I will offer this though:
- We might be talking about data and analytics too much
- What is the difference between a road map and an atlas?
The first point suggests that the phrase, “Data-driven” sounds too techy. It sounds too much like classic IT. I for one don’t want to be data-driven. I want to be customer-driven or market-driven. Data is to be exploited, not looked upon as a master. We all know what we mean when someone says. “data driven” but I think our use of “data and analytics” is overblown.
Another example concerns AI. The hype in the market is at very high levels. Yet AI is not to be scared off – and more importantly what “is” AI is just broad and complex.

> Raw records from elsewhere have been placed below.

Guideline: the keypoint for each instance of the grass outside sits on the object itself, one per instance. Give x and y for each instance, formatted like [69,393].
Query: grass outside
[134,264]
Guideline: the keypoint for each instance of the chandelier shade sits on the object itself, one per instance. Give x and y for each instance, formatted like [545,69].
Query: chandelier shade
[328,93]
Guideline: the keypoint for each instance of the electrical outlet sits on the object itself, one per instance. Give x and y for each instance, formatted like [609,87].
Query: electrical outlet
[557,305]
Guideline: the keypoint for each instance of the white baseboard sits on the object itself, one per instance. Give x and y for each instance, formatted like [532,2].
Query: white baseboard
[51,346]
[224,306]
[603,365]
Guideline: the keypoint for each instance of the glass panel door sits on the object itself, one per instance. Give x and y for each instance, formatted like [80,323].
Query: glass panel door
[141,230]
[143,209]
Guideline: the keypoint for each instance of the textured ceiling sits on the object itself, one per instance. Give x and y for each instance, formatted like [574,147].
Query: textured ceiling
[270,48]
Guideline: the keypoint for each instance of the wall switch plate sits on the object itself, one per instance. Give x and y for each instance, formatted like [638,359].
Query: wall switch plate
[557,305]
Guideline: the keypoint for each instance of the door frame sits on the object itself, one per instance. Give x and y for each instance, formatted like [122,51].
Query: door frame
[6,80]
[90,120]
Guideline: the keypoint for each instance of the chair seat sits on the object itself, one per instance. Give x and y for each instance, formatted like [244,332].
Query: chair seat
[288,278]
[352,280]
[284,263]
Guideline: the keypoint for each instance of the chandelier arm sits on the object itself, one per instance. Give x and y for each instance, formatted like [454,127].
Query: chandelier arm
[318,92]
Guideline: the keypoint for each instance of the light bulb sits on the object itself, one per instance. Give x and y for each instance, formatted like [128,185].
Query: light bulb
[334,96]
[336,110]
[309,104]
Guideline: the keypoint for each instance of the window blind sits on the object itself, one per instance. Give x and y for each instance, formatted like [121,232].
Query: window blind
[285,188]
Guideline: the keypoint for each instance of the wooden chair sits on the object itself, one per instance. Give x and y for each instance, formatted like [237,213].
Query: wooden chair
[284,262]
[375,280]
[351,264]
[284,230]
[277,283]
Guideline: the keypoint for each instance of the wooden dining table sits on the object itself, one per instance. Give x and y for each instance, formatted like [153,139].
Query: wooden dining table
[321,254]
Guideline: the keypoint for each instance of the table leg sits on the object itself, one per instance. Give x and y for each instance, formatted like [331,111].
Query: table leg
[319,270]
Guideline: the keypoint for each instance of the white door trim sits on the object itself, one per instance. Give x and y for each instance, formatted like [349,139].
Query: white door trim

Little bits of code that operate as suggestion engines are forms of AI. But there are of course many more examples of AI. The hype however tends to lead to organizations focusing on the wrong things. For example, just knowing the train is late (via a nice cute colorful dashboard) is great; but unless you have the ability to execute different, all the money in the world on the best analytics will be moot.
The second point is a favorite one of mine currently. Everyone wants a road map. Every client (well, many) wants a silver bullet. Everyone wants the answer as to ‘what to do next’. But to draw a road map one assumes one has all the options, the possible routes and paths available. Else it’s not a choice. So to offer choice we need an atlas. For me, the atlas is more useful right now. What is the overall atlas for digital business, as evidenced by latest thinking in data and analytics? With that in mind, I might be in a better spot to determine the actual road map for an organization, given what it did last, what its capabilities are, what its level of maturity is at, and what its goals are. So road maps for me are not possible, or optimized, until an effective atlas is known. I presented on one of these at a recent Gartner CIO Summit.
Even the atlas will change from time to time. For example, we are working right now on reviewing how things like master data management, application data management, information governance, information stewardship, data hubs, and data quality are all overlapping. This suggests a new atlas is forming and once that is clear, all new road maps will need to be update. Looks like an exciting Q1 2018 and some fun Data and Analytics Summits!